A US judge ruled, in September, to throw out documents relating to Intel’s foreigners customers based on the Foreign Trade Antitrust Improvements Act, which basically puts non-US business dealings beyond US antitrust jurisdiction.
Intel has since argued that the ruling be extended to foreign documentation. As part of its objection, Intel claimed AMD had asked for an unreasonably large amount of discovery documents from Intel and its customers, which is expensive and time consuming.
AMD disagreed.
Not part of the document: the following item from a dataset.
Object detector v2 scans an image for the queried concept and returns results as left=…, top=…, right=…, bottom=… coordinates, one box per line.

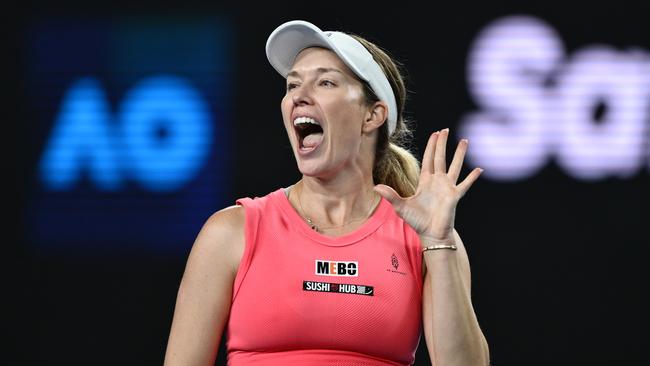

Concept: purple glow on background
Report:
left=459, top=16, right=650, bottom=181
It said evidence of Intel’s alleged coercion and other illicit conduct toward its overseas customers was relevant to support its claims that Intel shut it out from US export and domestic markets.
Special master Vincent Poppiti on Friday agreed with AMD, and has recommended that the overseeing judge, Joseph Farnan, permits the foreign documents.
In his reasoning, Poppiti said that as the undisputed geographic market is global, and approximately 68% of the total worldwide production of computers powered by x86 microprocessors are sold to non-US customers evidence of foreign exclusionary conduct is essential for AMD to demonstrate that Intel has violated US antitrust laws.
An AMD spokesperson said the company hopes Farnan will issue a final approval to allow foreign documents by the end of the year. Generally speaking, the judge does grant the recommendation of the special master, said AMD spokesperson Mike Silverman.
Special masters are judges assigned to handle more administrative issues on behalf of the overseeing judge, often used in large and complex cases.
Market leader Intel is expected to file its opening brief by December 27, when it can object to Poppiti’s recommendation. The parties will then meet in court for a hearing before Farnan on January 12, when he will issue his final ruling on the matter.
The case isn’t expected to go to trail until 2009, mostly because of the massive amount of documentation AMD has requested. Intel reckons the foreign documentation alone adds up to more than 137 miles of paper.